A recently released video shows US soldiers burning the bodies of Taliban fighters after facing them toward Mecca, in a calculated insult to Islamic practices. Torture practices in the US military gulag have also been designed specifically to offend Muslim beliefs and Arabic culture, especially about sexuality. (Contrary to popular assumption in this country, Islamic beliefs and Arabic cultural practices are not always the same thing.) An analysis by human rights lawyers now reveals that the military's investigations of alleged crimes in its ranks have been perfunctory at best.

His face was a filigree of scars from a drunken driving accident. He married a quiet girl, and would take his family out for ice cream on Friday. Most other nights he went out alone and came home late.

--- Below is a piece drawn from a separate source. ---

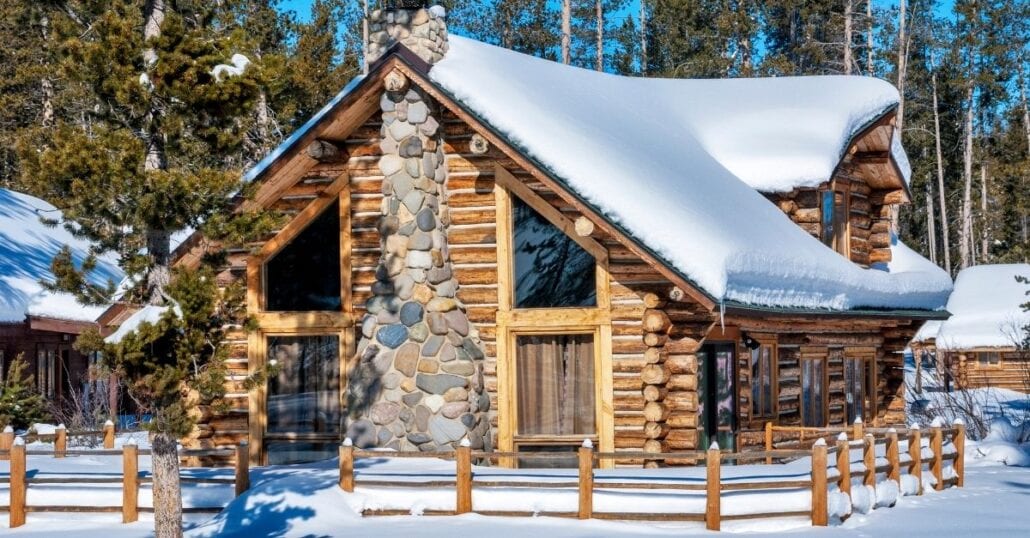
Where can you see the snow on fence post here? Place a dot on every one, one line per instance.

A Spanish judge has now issued arrest warrants for three US soldiers in the death of a television cameraman at the Palestine Hotel in Baghdad. Many press observers of the tank attack on the hotel, or of the attack on Al Jazeera’s headquarters, were convinced they were witnessing a deliberate attack on the press.

There have always been excesses and abuses in war, and I saw its scars as a child. But the burned bodies, desecrated Korans, rape, sodomy, torture, murder … all appear to reflect a pattern of intimidation and anti-Islamic psychological warfare that was designed and implemented from the top down.

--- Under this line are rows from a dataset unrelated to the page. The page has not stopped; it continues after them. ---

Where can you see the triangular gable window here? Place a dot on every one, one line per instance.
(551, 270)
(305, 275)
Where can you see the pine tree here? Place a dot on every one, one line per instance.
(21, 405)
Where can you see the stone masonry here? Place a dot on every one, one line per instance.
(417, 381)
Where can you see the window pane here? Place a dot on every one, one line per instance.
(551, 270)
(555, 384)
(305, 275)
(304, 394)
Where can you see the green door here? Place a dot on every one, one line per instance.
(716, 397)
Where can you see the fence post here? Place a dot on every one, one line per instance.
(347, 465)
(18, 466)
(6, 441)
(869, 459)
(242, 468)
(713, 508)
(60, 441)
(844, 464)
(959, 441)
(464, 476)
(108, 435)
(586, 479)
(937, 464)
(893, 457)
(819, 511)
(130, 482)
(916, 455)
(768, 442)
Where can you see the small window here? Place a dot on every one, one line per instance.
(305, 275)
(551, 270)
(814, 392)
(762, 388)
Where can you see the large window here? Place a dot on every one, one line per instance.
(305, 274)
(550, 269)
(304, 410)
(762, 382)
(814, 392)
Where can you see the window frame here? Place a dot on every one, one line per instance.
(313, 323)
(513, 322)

“If they could see into my heart, he told me, “they’d lock me behind barbed wire forever.”

Only a handful of our soldiers have been morally compromised as a result of their superiors’ actions. Most of the military personnel now being hounded because of their PTSD treatment aren’t suffering from guilty consciences. They’re victims of an unjust war based on lies. But each traumatized soldier stands in silent rebuke to this Administration and its war, so their claims must be challenged – even if it results in suicide, as it has in at least one case.

He smiled a lot, but his hands shook. Somebody said that he died young, but I never found out for sure.

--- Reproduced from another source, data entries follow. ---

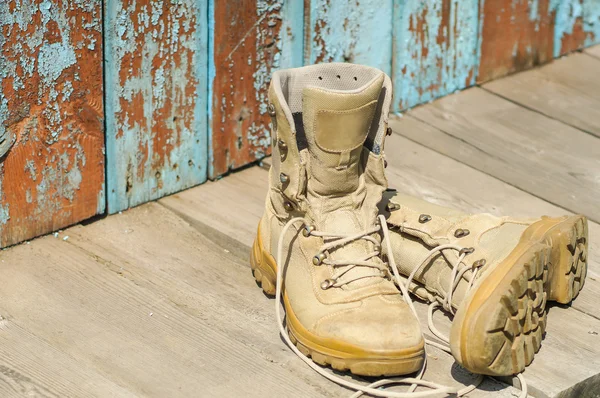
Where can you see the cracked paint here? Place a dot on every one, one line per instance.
(246, 46)
(156, 99)
(51, 116)
(351, 31)
(435, 49)
(516, 35)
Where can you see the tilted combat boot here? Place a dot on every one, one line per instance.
(494, 273)
(326, 179)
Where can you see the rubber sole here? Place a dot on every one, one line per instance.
(500, 326)
(326, 351)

A district attorney once told me that “Pieces of evidence are like cockroaches. For every one you find, there are a hundred you won’t. You don’t know they’re there, but the perps do.” Bush and his cronies know that there is a pattern of evidence behind these military crimes. As I've said before, I believe that’s why he’s nominated Harriet Miers – for his own protection should more evidence be made public.

The Gonzales memo justifying torture laid the groundwork for dozens – perhaps hundreds – of terrible deeds that will scar the torturer as well as the tortured. In the ancient Islamic mystical tradition called Sufism (despised by the Wahhabis who now dominate the Middle East) there is a saying: “We’re not punished for our sins, we’re punished by our sins.”

The punishment these soldiers will continue to endure is the result of their leaders’ policies. If the chain of command has encouraged illegal behavior, it has also damaged the psyches – the souls, if you prefer – of the soldiers under its command. That is the Other Crime of the civilian hierarchy that is running our military today. Researchers are building the super-soldier of the future (subscription or ad viewing required), but at what expense to the spirit?

Somewhere there is a young woman who lives a haunted life. She feels she can never return to normal civilian life, with a job and family, because of what she’s done. Somewhere there is a young man who will never get a night’s sleep again, who will always feel exiled from the ebb and flow of life among “decent” people. Among those supposedly decent people are the Senators who voted for McCain’s “feel-good” anti-torture bill in the Senate, yet supported Gonzales’ confirmation and looked the other way when they could have made a difference.

“Once you do these things with your own hands,” he told me, “you learn something no human being should ever know: It’s easy.”